Anyway, I suppose that this failure make the whole notification process stop before qemu is notified of a change on the volume size and so, the guest VM is unaware of the change until you stop/start it again.
However, detaching/attaching the volume back and forth works correctly, only the resize fails to refresh the qemu state.

Which process does that qemu volume size refresh ? I'm pretty sure that in the case of detach/attach, this is cinder itself but what about resize ? Looks like the pure storage driver is faulty here.

Revision history for this message

Simon Dodsley (simon-dodsley) wrote on 2023-03-02:

#9

The Pure Storage driver doesn't do anything other than request the volume is resized and then hands back to os-brick and nova.
If the volume has resized correctly on the Flasharray then the Pure driver has done its work correctly.
The multipath resize map is part of os-brick and that is what is failing.
The very fact that if you detach/attach and the size is correct shows that the Pure driver is not at fault.
There are multiple known issues with multipath in os-brick that have still to be addressed.
I have been working with os-brick developers to try and emulate your specific error but with no success. The resize works correctly in all the tempest tests and in manula testing through Horizon and the CLI. In fact the tempest tests for resize are part of the acceptance criteria for any Cinder driver.

The latest recommended multipath settings from Pure are as follows:

    device {
        vendor "PURE"
        product "FlashArray"
        path_selector "service-time 0"
        hardware_handler "1 alua"
        path_grouping_policy group_by_prio
        prio alua
        failback immediate
        path_checker tur
        fast_io_fail_tmo 10
        user_friendly_names no
        no_path_retry 0
        features 0
        dev_loss_tmo 600
    }

Please make sure you have these configured to eliminate these as any part of the root cause.

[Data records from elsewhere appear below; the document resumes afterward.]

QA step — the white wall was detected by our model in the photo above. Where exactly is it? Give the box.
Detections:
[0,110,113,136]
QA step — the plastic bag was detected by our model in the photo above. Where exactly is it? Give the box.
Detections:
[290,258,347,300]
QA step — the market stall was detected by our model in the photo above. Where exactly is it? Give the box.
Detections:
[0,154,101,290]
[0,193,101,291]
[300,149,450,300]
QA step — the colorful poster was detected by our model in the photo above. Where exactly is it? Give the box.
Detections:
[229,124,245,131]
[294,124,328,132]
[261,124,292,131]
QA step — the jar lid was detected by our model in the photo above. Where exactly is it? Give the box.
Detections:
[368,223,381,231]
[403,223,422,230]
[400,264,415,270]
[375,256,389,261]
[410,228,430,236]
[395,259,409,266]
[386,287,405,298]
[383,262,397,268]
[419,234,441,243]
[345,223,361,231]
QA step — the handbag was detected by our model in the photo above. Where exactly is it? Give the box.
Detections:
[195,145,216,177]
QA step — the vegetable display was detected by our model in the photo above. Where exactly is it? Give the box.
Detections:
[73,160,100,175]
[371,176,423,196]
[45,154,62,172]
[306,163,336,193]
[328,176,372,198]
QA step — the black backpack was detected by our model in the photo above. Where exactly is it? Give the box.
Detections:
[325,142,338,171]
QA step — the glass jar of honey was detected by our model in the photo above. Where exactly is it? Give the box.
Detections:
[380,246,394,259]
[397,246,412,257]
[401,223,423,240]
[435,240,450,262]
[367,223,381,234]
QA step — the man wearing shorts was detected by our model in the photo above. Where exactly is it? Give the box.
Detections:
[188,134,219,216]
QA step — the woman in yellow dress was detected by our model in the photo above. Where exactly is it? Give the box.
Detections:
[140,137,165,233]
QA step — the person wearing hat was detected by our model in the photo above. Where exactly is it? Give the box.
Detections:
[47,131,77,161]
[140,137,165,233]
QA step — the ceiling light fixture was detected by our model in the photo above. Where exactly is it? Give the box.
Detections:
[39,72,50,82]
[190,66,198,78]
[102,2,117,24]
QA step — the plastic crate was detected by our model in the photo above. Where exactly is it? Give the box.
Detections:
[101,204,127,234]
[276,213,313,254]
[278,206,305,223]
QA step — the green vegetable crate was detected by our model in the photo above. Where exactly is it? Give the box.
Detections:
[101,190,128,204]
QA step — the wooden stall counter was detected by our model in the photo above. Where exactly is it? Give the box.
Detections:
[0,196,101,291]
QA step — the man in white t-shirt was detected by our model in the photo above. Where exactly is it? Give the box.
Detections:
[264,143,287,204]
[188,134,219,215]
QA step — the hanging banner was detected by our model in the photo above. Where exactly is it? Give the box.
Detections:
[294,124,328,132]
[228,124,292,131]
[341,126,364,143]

Revision history for this message

Walid Moghrabi (walid-fdj) wrote on 2023-03-02:

#10

Hi,

I can confirm that the volume is properly extended on the Pure Storage array side and Cinder is aware of that, only the qemu process notification is failing and apparently, this is a multipath issue.

In my /etc/multipah.conf, I only have this :

===================================
defaults {
user_friendly_names yes
}
===================================

I added the recommended settings you pointed me out, I was thinking that the cinder-purestorage charm would tweak the multipath conf itself so I never looked at that part.

Once added, it now works as expected so this is not a bug but a misconfiguration.
Thanks for your help!

Revision history for this message

Terry Cowart (tcowart) wrote on 2023-03-02:

#11

I have replaced our previous pure section in multipath and restarted multipathd, issue still persists in our case.

2023-03-02 14:47:17.019 2765 INFO nova.compute.manager [req-44726fb0-9478-4a78-b327-6201151ac21b 9c3716d5b3814e7397200140aadfc843 01cc76d46a064bd89b1f670415ee3f9a - default default] [instance: 473c05bf-447a-446a-951f-2574a00e20c4] Cinder extended volume 255341c1-1a05-4b23-958a-e913cc9c61f5; extending it to detect new size
2023-03-02 14:47:17.379 2765 INFO os_brick.initiator.linuxscsi [req-44726fb0-9478-4a78-b327-6201151ac21b 9c3716d5b3814e7397200140aadfc843 01cc76d46a064bd89b1f670415ee3f9a - default default] Find Multipath device file for volume WWN 3624a937083e6a675e5d8425b0041f043
2023-03-02 14:47:17.396 2765 INFO os_brick.initiator.linuxscsi [req-44726fb0-9478-4a78-b327-6201151ac21b 9c3716d5b3814e7397200140aadfc843 01cc76d46a064bd89b1f670415ee3f9a - default default] mpath(/dev/disk/by-id/dm-uuid-mpath-3624a937083e6a675e5d8425b0041f043) current size 50465865728
2023-03-02 14:47:17.413 2765 INFO os_brick.initiator.linuxscsi [req-44726fb0-9478-4a78-b327-6201151ac21b 9c3716d5b3814e7397200140aadfc843 01cc76d46a064bd89b1f670415ee3f9a - default default] mpath(/dev/disk/by-id/dm-uuid-mpath-3624a937083e6a675e5d8425b0041f043) new size 50465865728

In our case I do not believe it specifically a pure issue, but probably more of a timing issue as suggested in the mailing list post: https://lists.openstack.org/pipermail/openstack-discuss/2023-January/031764.html

It seems like nova is checking the resize before the volume gets done.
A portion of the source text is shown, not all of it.